Update 13 December:
Yesterday’s vote of confidence against PM Theresa May saw her win 200 votes to 117. Whilst this is positive for her, it still means she doesn’t have support from a third of her party when it comes to negotiating and passing the proposed Brexit agreement.
Update: 11 December
Today, British MPs were supposed to vote on the current Brexit deal. However, after expectations that the deal would have 187 votes against 419, UK Prime Minister Theresa May has delayed the vote to avoid the almost certain defeat. To put the number into perspective, the deal needs 320 votes to pass.
So, where does this leave the UK? Not in a great position if we are being honest.
There is no majority within the UK’s political factions that are in favour of any course of action. To recap, the potential options are:
A no deal. This would see the United Kingdom leaving the EU with nothing but their dreams, some debt and a good cup of tea. Definitely no trade deals, border negotiations or things that are quite important for the wellbeing of the UK’s economy and best interests of the citizens.
Joining the European Free Tree association. Once again, there is no real majority in favour of this.
A people’s vote on a Brexit agreement.
A second referendum to see if UK citizens are still in favour of leaving the EU. While some of the population could vote differently in a second referendum, obviously a second referendum undermines the original referendum at a considerable cost to the UK’s economy. According to a written statement to Parliament from March 2016, the estimated cost of conducting the original referendum was a whopping £142.4m. Imagine paying that bill again.

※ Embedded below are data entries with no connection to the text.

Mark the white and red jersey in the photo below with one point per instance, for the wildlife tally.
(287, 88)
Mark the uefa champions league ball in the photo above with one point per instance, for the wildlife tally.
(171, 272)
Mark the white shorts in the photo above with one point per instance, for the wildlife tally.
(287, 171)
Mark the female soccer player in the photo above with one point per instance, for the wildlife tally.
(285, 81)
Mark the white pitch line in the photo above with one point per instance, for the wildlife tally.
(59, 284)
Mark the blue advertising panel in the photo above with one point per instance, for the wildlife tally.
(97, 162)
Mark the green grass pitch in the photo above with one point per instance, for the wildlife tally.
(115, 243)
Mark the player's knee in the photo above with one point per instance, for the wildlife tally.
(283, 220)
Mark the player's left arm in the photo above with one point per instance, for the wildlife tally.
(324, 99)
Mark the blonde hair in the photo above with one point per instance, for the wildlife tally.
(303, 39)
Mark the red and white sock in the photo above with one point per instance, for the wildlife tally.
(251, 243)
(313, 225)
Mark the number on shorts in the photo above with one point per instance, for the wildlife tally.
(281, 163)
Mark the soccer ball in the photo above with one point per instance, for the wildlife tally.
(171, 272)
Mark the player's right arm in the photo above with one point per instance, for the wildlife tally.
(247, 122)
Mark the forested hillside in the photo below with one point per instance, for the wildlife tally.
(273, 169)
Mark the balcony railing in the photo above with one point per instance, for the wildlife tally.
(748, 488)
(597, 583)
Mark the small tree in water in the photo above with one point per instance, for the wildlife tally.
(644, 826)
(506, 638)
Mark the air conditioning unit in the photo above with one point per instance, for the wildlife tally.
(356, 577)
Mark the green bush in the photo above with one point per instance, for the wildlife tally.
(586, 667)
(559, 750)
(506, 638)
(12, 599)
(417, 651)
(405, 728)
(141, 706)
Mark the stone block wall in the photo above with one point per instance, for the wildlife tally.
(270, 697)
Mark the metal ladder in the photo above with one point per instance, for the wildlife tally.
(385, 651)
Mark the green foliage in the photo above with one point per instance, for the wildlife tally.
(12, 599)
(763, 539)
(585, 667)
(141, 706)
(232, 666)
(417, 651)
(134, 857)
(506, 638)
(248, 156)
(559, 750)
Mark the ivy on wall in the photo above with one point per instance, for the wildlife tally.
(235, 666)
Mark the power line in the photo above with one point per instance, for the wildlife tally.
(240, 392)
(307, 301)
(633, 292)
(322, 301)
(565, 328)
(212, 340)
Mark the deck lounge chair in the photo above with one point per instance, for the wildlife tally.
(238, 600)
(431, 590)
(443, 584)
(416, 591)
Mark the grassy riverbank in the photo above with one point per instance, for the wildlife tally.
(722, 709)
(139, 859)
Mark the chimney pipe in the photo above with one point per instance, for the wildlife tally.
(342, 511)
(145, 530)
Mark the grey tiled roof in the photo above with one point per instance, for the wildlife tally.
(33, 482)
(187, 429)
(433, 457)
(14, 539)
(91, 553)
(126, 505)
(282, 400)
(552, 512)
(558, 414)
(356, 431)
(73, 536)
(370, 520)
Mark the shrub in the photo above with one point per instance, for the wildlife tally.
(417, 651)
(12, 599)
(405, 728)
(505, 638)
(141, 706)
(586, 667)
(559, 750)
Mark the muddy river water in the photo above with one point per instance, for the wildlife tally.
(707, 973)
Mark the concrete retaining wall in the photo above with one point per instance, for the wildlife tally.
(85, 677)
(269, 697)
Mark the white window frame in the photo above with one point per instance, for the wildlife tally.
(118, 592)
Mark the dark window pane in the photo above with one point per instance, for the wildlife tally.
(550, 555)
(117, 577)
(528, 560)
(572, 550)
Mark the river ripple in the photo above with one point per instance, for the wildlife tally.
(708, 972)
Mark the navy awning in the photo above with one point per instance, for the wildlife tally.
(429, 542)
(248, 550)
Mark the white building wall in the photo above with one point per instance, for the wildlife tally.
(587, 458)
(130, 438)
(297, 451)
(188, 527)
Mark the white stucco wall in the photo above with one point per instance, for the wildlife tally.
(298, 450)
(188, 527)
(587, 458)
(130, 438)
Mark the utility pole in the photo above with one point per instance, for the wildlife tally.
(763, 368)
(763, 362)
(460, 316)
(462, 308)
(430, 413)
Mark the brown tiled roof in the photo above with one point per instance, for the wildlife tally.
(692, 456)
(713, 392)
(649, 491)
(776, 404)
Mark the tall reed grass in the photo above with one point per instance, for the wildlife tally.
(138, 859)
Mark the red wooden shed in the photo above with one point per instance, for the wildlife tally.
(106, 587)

Most citizens and politicians alike are against a no deal, but also have no alternative as to what a deal should look like. It has been confirmed that the UK can decide not to leave the EU if they wish, however the EU has made it clear that they will not renegotiate the withdrawal agreement. Crikey.

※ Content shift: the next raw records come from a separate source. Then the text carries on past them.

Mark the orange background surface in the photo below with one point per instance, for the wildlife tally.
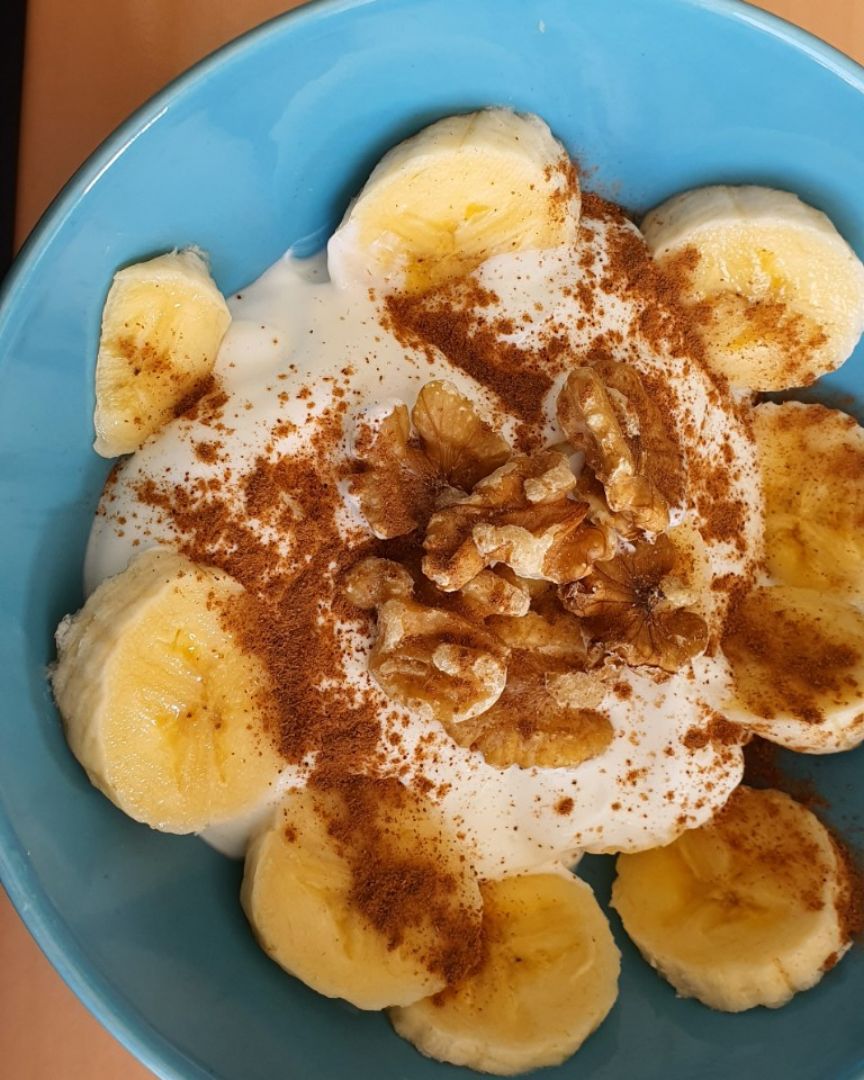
(88, 65)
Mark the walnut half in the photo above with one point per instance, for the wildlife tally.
(521, 516)
(549, 715)
(607, 427)
(400, 476)
(623, 606)
(427, 659)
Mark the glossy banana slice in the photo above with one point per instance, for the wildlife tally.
(160, 704)
(161, 327)
(549, 980)
(450, 197)
(812, 467)
(778, 292)
(797, 661)
(361, 892)
(746, 910)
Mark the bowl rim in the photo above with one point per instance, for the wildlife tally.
(17, 875)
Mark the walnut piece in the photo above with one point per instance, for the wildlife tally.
(490, 594)
(548, 715)
(461, 446)
(623, 606)
(397, 485)
(521, 516)
(427, 659)
(607, 427)
(401, 477)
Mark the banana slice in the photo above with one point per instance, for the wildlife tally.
(160, 704)
(797, 661)
(450, 197)
(746, 910)
(780, 292)
(812, 467)
(361, 892)
(549, 979)
(161, 327)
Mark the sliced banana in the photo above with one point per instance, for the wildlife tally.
(781, 293)
(549, 979)
(797, 661)
(362, 893)
(160, 704)
(746, 910)
(161, 328)
(812, 468)
(450, 197)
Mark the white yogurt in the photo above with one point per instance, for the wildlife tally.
(293, 328)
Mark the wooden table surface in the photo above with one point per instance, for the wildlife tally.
(88, 65)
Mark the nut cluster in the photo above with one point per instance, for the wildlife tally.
(523, 579)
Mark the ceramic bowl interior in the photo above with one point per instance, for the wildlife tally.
(258, 149)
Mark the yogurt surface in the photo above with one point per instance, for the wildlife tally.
(304, 358)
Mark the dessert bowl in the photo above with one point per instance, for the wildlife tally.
(258, 149)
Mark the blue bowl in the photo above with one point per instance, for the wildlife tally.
(256, 149)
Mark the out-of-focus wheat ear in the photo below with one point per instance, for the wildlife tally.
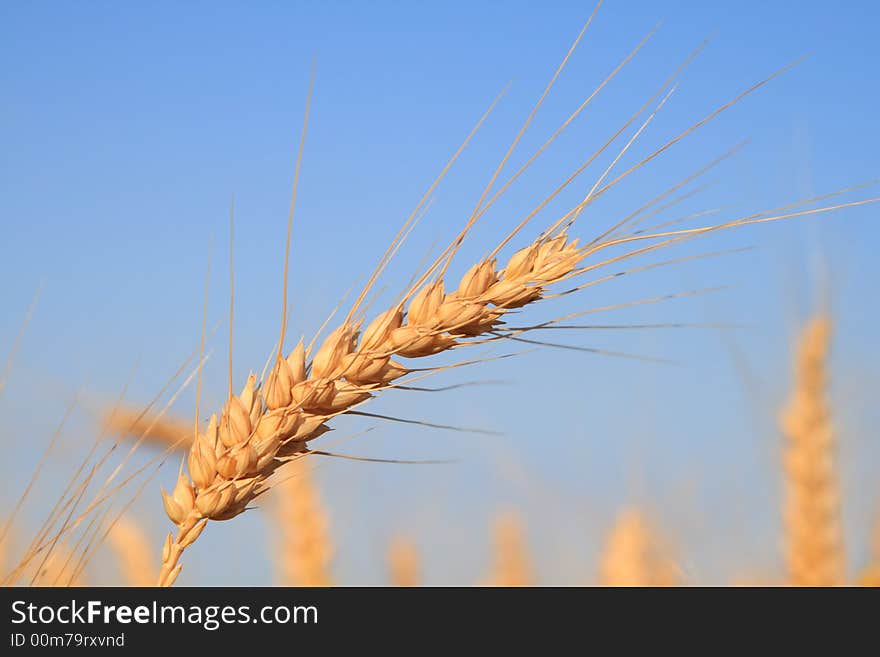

The lack of support for any of the options has resulted in the odds of a no deal rising exponentially. It is also highly likely that the March 29 Brexit deadline will be extended.
If you haven’t already guessed, the UK government is in disarray at the moment. Or, as my dad would say, they are running around like a bunch of headless chooks. The prospect of a general election is becoming more likely, especially amidst calls for May to resign. If that’s the case, who would take her place, and would she ever get the chance to work in ye old London town again?

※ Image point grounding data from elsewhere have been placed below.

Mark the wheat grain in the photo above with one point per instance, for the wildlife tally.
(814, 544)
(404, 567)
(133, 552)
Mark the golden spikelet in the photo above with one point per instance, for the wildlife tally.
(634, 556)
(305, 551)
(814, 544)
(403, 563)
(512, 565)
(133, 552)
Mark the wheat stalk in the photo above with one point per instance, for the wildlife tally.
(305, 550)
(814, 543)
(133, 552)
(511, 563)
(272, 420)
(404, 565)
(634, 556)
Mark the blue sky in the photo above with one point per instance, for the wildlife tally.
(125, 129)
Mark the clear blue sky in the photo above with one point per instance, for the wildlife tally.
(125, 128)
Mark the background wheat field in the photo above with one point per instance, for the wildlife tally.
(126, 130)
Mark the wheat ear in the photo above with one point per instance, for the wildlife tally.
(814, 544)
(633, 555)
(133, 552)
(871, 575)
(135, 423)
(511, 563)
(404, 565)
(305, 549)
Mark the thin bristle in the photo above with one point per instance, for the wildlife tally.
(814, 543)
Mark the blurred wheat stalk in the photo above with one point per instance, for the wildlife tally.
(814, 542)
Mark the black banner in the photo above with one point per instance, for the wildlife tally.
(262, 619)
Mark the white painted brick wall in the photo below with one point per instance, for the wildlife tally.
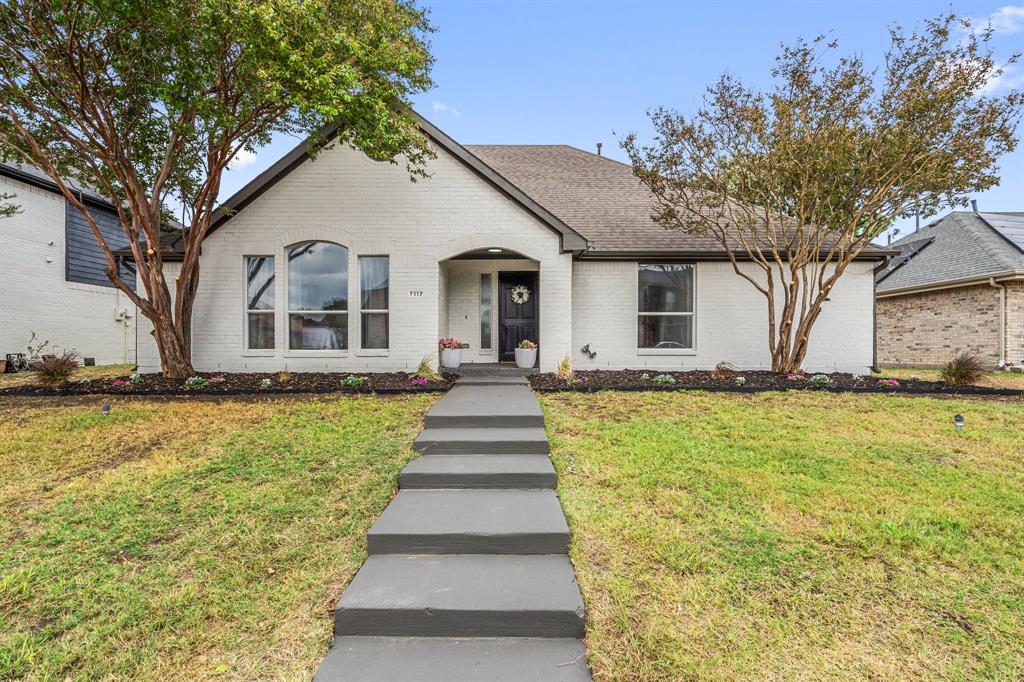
(731, 321)
(35, 296)
(373, 209)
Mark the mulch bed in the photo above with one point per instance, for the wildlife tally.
(244, 384)
(644, 380)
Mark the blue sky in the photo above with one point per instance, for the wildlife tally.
(582, 73)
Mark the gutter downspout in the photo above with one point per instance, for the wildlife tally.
(1003, 322)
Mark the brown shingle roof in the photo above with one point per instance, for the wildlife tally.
(595, 196)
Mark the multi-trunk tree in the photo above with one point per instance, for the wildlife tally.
(150, 101)
(796, 182)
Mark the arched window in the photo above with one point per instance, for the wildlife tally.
(317, 296)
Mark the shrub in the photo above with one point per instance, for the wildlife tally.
(426, 371)
(56, 370)
(962, 370)
(564, 369)
(724, 372)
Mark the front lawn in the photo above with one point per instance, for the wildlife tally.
(795, 536)
(186, 540)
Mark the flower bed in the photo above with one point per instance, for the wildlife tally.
(739, 381)
(243, 384)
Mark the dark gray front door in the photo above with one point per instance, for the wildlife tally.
(516, 321)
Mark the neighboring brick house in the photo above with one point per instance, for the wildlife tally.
(956, 286)
(52, 273)
(340, 263)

This growing mass of uncertainty has reflected on the pound’s performance, pushing it down lower against most major currencies.
If you’re travelling to the UK soon, it's definitely worth keeping a close eye on Brexit news to see how they are affecting the GBP. Maybe also take them some tea, everyone sounds really stressed over there.
Update: 29 November
Overnight saw the UK Treasury and Bank of England (BoE) provide risk assessments of potential Brexit scenarios.
The Treasury forecast that a ‘no-deal’ scenario would lead to a 9.3% hit to UK Gross Domestic Product (GDP) over 15 years. The BoE forecast the same scenario would lead to a 25% fall in GDP, thus resulting in a need for the Bank to increase interest rates to 5.5% to control inflation.The Treasury didn’t forecast the recently agreed deal with the EU, however, a close variant was modelled. The model showed a 3.9% decrease in GDP over 15 years. Whilst this is definitely better than the consequences of a ‘no deal’, both institutions agree that the UK will be poorer economically under any form of Brexit situation, compared to just staying in the EU.
In addition to this, talk of a second referendum is continuing to grow. It will be interesting to see what happens in the coming weeks as Prime Minister Theresa May continues to rally MPs for support of the current agreement. Should May not gain enough support during the vote on 11 December, the UK will need to return to the drawing board and face the reality of a ‘no-deal’ scenario.
Therisk assessment scenarios did not have a major impact on the pound against the AUD; even so, the market will remain extremely cautious as we move through the next few weeks.